Forecasting Hotspots Of Potentially Preventable Hospitalisations With Spatially Aggregated Longitudinal Health Data: All Subset Model Selection With A Novel Implementation Of Repeated k-Fold Cross-Validation

It is sometimes difficult to target individuals for health intervention due to limited information on their behaviour and risk factors. In such cases place-based interventions targeting geographical ‘hotspots’ with higher than average rates of health service utilisation may be effective. Many studies exist examining predictors of hotspots, but often do not consider that place-based interventions are typically costly and take time to develop and implement, and hotspots often regress to the mean in the short-term. Long-term geographical forecasting of hotspots using validated statistical models is essential in effectively prioritising place-based health interventions.

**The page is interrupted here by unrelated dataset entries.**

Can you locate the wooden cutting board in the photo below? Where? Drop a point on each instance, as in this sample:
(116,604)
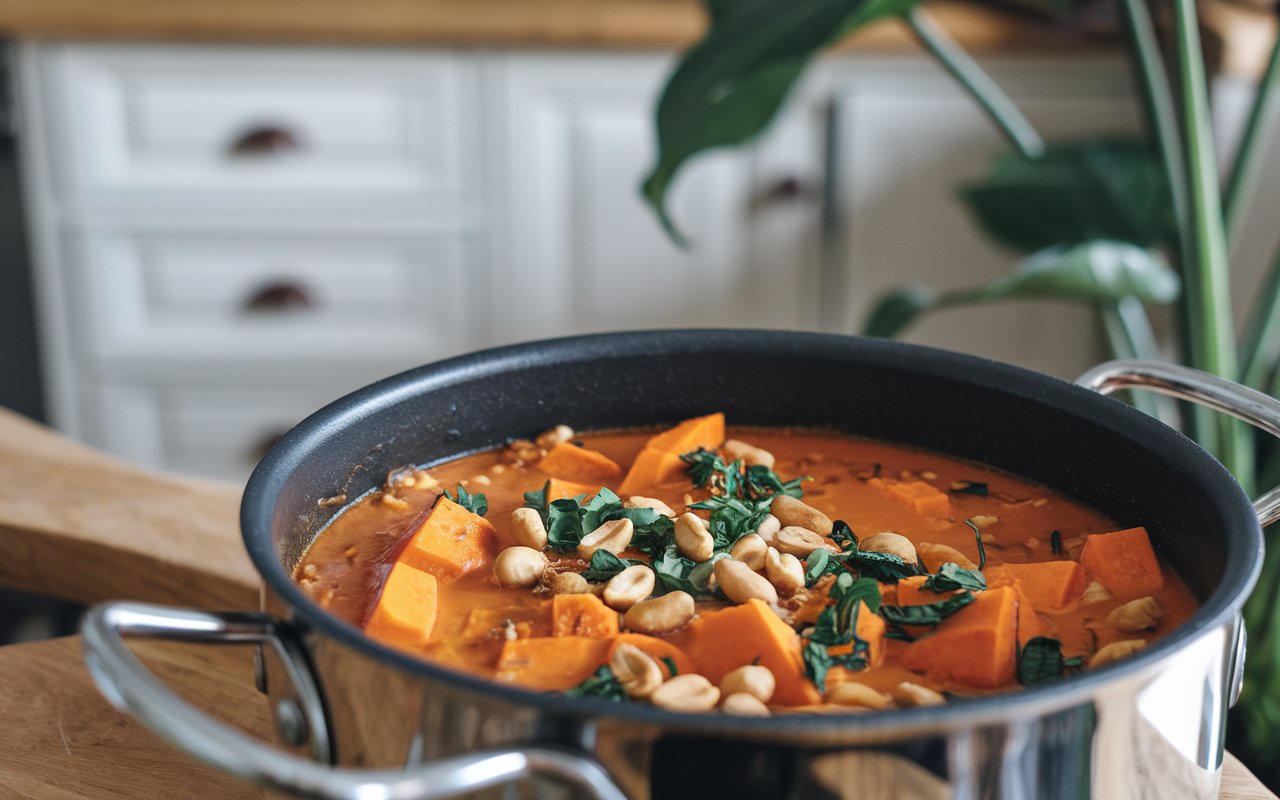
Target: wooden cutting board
(81,525)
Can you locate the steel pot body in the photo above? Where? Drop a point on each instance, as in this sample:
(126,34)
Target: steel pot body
(1147,727)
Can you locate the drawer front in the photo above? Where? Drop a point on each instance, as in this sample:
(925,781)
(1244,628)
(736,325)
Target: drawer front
(199,127)
(188,300)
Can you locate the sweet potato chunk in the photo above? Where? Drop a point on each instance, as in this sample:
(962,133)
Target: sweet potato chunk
(1123,562)
(915,494)
(657,648)
(405,612)
(583,615)
(492,622)
(551,663)
(976,647)
(1048,585)
(705,432)
(653,467)
(731,638)
(451,542)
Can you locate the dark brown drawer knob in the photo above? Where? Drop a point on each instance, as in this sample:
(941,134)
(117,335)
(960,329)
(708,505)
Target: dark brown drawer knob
(282,296)
(265,141)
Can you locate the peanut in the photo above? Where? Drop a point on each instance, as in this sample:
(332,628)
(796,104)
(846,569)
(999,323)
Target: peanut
(528,529)
(519,566)
(638,672)
(750,551)
(892,544)
(661,615)
(629,586)
(792,512)
(748,453)
(693,540)
(784,571)
(740,583)
(752,680)
(686,693)
(613,536)
(1141,615)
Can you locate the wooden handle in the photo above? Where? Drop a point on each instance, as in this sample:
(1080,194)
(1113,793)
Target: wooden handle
(81,525)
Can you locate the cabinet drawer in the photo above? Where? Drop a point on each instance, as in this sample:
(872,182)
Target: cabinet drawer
(257,127)
(186,300)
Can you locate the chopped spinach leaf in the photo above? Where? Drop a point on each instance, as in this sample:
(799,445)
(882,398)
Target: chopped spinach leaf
(952,576)
(602,685)
(476,503)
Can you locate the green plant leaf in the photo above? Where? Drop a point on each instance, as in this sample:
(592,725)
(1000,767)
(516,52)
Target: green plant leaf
(1089,190)
(728,86)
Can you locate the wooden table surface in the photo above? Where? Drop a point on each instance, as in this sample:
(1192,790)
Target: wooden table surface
(80,525)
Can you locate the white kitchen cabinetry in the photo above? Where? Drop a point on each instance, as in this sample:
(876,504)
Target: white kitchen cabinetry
(228,237)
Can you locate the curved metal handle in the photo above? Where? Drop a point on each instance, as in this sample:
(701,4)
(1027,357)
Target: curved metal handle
(131,688)
(1193,385)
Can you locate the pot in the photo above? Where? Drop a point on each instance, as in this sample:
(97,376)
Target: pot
(359,720)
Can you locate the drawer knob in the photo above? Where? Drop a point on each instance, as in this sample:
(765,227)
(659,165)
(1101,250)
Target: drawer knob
(265,141)
(280,296)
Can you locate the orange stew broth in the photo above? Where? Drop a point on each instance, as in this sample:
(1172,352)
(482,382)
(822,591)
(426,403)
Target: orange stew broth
(346,566)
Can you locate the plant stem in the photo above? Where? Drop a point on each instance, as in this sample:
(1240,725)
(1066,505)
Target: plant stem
(976,80)
(1244,168)
(1206,266)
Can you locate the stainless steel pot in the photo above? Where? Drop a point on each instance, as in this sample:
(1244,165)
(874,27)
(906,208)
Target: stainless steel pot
(364,721)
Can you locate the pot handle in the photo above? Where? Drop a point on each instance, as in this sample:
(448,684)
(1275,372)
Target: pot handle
(129,686)
(1193,385)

Existing methods forecasting hotspots tend to prioritise positive predicted value (i.e. correct predictions) at the expense of sensitivity. This work introduces methods to develop models optimising both positive predicted value and sensitivity concurrently. These methods utilise spatially aggregated administrative health data, WA census population data, and ABS geographic boundaries, combining all subset model selection with a novel implementation of repeated cross-validation for longitudinal data. Results from models forecasting 3-year hotspots for four potentially preventable hospitalisations are presented, namely: type II diabetes mellitus, heart failure, high risk foot, and chronic obstructive pulmonary disease (COPD).